Le résultat a été sans appel. Le président sortant a recueilli sept voix sur huit, traduisant une large adhésion à sa candidature et à la ligne de travail engagée ces dernières années. Une réélection qui vient renforcer la légitimité de celui qui dirige le judo malgache depuis 2021, après avoir été désigné à l’époque par l’ancien président Siteny Randrianasoloniaiko. Figure bien connue du tatami comme des instances dirigeantes, Saïd Bruno Eric, ancien du judo club Saint Michel à Amparibe, s’appuie sur un parcours solide. Pratiquant depuis près de cinquante ans, ancien athlète de haut niveau, il a également occupé des fonctions clés au sein de la fédération, notamment au poste de secrétaire général, avant d’en prendre la tête. Une trajectoire qui explique en partie la confiance renouvelée des ligues.

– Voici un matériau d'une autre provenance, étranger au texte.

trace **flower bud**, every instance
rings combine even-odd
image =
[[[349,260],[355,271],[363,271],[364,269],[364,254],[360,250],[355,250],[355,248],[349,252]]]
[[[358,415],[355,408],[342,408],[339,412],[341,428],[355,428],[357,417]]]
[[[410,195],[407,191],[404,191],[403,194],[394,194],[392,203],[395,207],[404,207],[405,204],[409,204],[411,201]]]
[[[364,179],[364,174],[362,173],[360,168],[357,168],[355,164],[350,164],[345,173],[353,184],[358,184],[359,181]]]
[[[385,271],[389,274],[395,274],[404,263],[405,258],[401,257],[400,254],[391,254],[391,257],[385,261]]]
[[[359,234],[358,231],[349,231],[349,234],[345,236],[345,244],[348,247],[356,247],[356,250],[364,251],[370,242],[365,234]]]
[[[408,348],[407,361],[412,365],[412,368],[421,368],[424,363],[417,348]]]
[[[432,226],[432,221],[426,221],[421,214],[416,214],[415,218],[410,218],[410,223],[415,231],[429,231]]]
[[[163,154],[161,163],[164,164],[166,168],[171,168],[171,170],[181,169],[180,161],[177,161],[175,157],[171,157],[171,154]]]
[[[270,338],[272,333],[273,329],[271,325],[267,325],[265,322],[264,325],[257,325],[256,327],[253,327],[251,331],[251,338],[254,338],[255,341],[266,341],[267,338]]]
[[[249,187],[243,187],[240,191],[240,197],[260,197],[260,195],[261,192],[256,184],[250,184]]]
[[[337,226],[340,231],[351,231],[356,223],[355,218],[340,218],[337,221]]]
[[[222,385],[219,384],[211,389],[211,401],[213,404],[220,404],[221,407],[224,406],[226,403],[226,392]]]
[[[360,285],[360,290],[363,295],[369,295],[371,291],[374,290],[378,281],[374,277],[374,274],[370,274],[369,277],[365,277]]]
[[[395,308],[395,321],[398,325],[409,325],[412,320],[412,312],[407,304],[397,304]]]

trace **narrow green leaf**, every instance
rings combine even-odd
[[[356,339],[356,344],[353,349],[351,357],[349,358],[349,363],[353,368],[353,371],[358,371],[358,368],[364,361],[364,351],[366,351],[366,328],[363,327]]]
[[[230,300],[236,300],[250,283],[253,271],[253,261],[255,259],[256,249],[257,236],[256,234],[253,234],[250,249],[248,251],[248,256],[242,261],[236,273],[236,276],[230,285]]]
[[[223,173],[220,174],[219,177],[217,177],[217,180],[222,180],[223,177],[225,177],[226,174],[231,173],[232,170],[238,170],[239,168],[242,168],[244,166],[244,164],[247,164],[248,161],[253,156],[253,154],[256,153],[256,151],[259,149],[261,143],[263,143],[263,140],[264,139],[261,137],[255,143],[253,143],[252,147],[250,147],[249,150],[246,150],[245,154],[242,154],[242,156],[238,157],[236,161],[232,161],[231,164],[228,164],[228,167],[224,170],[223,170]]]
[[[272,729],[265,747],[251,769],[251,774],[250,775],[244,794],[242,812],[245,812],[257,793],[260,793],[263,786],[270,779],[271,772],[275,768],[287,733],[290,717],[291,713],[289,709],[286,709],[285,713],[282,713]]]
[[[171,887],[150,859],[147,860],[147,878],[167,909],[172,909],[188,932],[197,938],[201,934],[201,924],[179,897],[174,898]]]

Pour ce nouveau mandat, le président réélu affiche des ambitions à long terme. La structuration du judo national demeure au cœur de ses priorités, avec un accent particulier mis sur la formation, le renforcement des infrastructures, l’amélioration du niveau de performance, mais aussi la modernisation de la gouvernance fédérale. L’autonomie financière et l’ouverture vers l’international figurent également parmi les axes stratégiques annoncés. À l’orée des prochains cycles olympiques, la FMJ entend ainsi consolider ses bases et inscrire durablement le judo malgache dans une dynamique de crédibilité et de compétitivité, tant sur le plan sportif qu’institutionnel. La première sortie internationale du président réélu sera le Grand Slam de Paris, ce week-end, où cinq judokas malgaches participeront sur le tatami.